– А теперь, зная правду?
– Мечтаю о том же, что прежде: жить в мире и безопасности с любимой женщиной.
– С оборотницей? – Королева оценивающе окинула Соланж взглядом.
– Да, моя королева, Соланж – перевертыш, такой же как я.
Елизавета скривилась, словно ей наступили на нелюбимый мозоль.
И капризно сказала:
– Но ведь она убивает... руками, насколько я слышала. И отец ее точно такой!
– Он теперь в вашей личной гвардии, Ваше величество, – вставил Сесил многозначительно. – Это большое приобретение.
– Слышала. Ты уже говорил, – отмахнулась Елизавета. И снова поглядела на Кайла: – Для тебя, говорят, ее дар не смертелен?
– Не смертелен, Ваше величество. Любовь разрушает любые преграды!
Королева лукаво ему улыбнулась.
– А ты знаешь, что сказать женщине... В этом пошел весь в отца! Он был тираном и тряпкой, но женщины по нему сходили с ума. Что ты хочешь в благодарность за спасение моей жизни? – вдруг осведомилась она. – Сесил мне рассказал, что это ты раскрыл планы Эссекса...

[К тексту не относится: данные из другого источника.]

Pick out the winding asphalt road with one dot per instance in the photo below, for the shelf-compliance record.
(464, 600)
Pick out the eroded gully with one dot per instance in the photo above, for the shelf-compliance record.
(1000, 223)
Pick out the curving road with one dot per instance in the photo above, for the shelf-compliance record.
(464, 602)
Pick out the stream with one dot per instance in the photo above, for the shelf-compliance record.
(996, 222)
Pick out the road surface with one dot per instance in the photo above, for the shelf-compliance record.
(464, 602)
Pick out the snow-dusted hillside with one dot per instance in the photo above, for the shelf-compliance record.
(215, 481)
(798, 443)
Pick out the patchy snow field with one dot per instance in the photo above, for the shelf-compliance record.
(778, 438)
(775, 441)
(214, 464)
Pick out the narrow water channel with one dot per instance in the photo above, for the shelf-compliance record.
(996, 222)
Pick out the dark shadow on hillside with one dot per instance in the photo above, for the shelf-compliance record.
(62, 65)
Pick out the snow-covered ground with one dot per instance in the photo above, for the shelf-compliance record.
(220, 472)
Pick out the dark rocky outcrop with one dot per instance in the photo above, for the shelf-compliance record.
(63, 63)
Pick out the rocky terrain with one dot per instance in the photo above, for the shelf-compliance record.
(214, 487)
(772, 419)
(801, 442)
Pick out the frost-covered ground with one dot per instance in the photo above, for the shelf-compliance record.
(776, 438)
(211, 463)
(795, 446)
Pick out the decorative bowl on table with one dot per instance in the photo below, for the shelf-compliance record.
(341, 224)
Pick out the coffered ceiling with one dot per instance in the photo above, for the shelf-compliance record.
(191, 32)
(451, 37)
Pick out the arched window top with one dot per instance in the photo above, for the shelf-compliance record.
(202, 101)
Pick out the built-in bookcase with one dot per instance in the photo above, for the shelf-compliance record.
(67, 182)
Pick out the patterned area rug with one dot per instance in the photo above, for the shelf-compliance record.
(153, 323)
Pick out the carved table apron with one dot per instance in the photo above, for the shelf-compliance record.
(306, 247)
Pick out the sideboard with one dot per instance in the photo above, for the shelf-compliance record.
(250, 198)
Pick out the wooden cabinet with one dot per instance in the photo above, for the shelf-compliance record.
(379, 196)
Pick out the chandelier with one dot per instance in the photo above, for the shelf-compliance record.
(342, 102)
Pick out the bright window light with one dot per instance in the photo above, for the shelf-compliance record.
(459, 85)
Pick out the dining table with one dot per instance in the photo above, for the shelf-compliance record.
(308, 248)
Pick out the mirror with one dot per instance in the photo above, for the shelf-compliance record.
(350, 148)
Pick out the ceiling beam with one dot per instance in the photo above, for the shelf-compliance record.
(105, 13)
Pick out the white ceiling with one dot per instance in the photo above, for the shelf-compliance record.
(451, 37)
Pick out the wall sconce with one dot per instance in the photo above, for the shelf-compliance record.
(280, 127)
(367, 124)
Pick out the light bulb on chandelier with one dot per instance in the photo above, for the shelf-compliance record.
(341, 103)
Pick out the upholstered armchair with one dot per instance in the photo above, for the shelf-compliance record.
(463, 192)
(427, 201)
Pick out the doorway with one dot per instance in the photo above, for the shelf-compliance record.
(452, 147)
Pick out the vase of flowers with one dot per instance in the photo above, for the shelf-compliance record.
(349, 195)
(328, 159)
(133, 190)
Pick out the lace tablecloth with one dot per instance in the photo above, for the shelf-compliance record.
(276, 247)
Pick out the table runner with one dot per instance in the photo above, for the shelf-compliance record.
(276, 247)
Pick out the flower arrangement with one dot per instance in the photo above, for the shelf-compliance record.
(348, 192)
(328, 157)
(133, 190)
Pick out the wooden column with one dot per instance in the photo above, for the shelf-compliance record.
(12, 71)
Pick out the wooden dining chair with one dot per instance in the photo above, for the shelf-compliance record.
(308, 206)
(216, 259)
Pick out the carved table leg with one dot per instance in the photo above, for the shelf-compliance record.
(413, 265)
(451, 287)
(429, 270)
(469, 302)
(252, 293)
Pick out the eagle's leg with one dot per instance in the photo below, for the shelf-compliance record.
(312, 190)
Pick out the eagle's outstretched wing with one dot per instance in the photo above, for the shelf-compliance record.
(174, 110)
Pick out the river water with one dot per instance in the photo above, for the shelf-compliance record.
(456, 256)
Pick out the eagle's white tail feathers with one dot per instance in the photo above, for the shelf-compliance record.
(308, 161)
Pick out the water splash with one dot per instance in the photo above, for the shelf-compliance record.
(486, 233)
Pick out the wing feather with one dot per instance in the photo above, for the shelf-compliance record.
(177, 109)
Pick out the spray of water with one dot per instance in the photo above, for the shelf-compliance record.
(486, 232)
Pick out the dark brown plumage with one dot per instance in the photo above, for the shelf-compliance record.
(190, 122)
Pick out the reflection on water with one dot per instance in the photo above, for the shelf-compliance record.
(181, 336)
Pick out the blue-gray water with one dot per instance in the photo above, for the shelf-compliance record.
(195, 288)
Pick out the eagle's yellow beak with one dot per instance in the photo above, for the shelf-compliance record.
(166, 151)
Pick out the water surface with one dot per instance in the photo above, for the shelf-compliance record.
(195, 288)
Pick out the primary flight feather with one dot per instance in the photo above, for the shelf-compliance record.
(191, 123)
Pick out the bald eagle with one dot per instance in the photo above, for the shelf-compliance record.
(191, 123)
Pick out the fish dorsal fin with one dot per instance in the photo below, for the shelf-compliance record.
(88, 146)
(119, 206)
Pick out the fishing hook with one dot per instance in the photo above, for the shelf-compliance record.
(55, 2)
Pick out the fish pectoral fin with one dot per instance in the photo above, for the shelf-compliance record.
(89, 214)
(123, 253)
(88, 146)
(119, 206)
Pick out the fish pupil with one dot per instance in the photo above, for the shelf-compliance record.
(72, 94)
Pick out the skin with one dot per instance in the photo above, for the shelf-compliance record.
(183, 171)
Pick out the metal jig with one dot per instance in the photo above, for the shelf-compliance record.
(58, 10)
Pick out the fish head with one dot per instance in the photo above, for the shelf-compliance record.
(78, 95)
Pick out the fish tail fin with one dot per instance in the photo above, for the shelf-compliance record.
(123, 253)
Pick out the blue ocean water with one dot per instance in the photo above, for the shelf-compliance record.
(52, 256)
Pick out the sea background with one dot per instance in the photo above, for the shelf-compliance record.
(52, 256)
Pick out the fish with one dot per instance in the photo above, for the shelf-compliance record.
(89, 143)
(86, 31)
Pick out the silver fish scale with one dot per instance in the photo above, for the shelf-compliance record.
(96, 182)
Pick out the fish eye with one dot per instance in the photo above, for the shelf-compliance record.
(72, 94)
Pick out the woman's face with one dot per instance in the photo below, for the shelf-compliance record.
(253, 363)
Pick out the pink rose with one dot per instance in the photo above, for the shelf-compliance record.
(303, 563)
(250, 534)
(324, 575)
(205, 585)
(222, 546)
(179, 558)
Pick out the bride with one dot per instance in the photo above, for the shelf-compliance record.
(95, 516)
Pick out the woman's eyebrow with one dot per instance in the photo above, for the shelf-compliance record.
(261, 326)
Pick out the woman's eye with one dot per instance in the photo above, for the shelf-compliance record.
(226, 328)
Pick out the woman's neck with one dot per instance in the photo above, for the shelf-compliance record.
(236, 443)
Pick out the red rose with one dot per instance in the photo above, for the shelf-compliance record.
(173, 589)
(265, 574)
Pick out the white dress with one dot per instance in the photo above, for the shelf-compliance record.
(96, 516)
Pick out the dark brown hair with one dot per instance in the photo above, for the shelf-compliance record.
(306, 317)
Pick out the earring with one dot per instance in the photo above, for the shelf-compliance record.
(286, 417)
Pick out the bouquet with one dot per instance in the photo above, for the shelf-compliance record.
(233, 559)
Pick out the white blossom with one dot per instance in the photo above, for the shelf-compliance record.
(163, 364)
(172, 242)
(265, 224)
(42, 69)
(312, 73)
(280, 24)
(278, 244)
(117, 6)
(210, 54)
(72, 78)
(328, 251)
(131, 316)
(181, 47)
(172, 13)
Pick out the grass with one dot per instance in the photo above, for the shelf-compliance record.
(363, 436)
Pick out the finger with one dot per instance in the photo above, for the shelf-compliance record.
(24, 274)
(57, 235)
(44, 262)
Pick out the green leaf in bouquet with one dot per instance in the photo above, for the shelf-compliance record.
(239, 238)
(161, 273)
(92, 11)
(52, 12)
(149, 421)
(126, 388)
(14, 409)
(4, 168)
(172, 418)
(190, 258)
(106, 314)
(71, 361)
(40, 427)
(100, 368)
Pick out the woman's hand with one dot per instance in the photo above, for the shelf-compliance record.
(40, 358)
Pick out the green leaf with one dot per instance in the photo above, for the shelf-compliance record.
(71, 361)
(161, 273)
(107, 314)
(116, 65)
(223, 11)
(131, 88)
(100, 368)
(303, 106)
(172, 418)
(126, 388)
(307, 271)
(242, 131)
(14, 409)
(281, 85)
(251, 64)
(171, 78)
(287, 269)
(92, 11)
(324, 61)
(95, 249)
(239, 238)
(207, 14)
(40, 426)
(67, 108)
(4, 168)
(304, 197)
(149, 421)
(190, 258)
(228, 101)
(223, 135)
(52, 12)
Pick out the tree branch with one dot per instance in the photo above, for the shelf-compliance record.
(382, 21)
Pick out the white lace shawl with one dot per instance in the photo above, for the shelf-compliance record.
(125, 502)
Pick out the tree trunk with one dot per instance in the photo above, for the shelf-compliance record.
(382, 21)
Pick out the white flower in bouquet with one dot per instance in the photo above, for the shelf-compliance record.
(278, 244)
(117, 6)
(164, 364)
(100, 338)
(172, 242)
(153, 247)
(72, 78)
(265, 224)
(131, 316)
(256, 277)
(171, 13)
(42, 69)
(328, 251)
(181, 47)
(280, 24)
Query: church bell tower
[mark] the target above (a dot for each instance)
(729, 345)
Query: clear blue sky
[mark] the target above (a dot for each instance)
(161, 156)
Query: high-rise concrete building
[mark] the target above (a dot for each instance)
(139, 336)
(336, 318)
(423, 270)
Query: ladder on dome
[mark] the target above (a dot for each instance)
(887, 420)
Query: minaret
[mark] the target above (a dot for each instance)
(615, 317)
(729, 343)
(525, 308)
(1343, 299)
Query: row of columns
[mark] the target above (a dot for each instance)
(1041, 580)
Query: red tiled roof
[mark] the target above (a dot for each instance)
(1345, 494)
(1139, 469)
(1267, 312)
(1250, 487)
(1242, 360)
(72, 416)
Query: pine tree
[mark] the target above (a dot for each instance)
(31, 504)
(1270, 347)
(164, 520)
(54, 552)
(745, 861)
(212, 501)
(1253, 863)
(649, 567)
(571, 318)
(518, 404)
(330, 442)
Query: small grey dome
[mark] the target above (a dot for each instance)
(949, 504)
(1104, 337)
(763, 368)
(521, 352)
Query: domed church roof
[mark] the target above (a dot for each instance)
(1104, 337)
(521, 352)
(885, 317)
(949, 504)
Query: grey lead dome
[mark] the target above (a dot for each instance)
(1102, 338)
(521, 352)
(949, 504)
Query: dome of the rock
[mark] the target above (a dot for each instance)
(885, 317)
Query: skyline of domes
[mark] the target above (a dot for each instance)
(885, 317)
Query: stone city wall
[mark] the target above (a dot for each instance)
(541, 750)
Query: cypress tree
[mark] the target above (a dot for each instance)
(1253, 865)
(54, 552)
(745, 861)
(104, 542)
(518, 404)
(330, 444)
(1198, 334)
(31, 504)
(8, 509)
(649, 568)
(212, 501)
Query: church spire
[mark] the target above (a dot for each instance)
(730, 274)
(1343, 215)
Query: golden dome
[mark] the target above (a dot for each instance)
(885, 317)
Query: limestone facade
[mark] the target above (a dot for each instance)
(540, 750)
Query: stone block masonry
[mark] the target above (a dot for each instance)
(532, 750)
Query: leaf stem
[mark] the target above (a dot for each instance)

Лорд-казначей улыбнулся молодому мужчине и чуть склонил голову, признавая, что именно это и сделал: не утаил ничего от королевы. Хотя оба знали, что ничего подобного Кайл не делал...
Кайл кашлянул.
– Не сочтите, что прошу слишком много, но на правах вашего младшего брата и к тому же представителя угнетенной группы людей, я хотел бы просить послабления, Ваше величество. Перевертыши – не враги вам, пока их, как загнанных животных, не стесняют жесткими рамками. Отмените браслеты... Позвольте им делать то же, что людям: жить и трудиться во имя процветания нашего королевства. Вот увидите, результаты удивят вас!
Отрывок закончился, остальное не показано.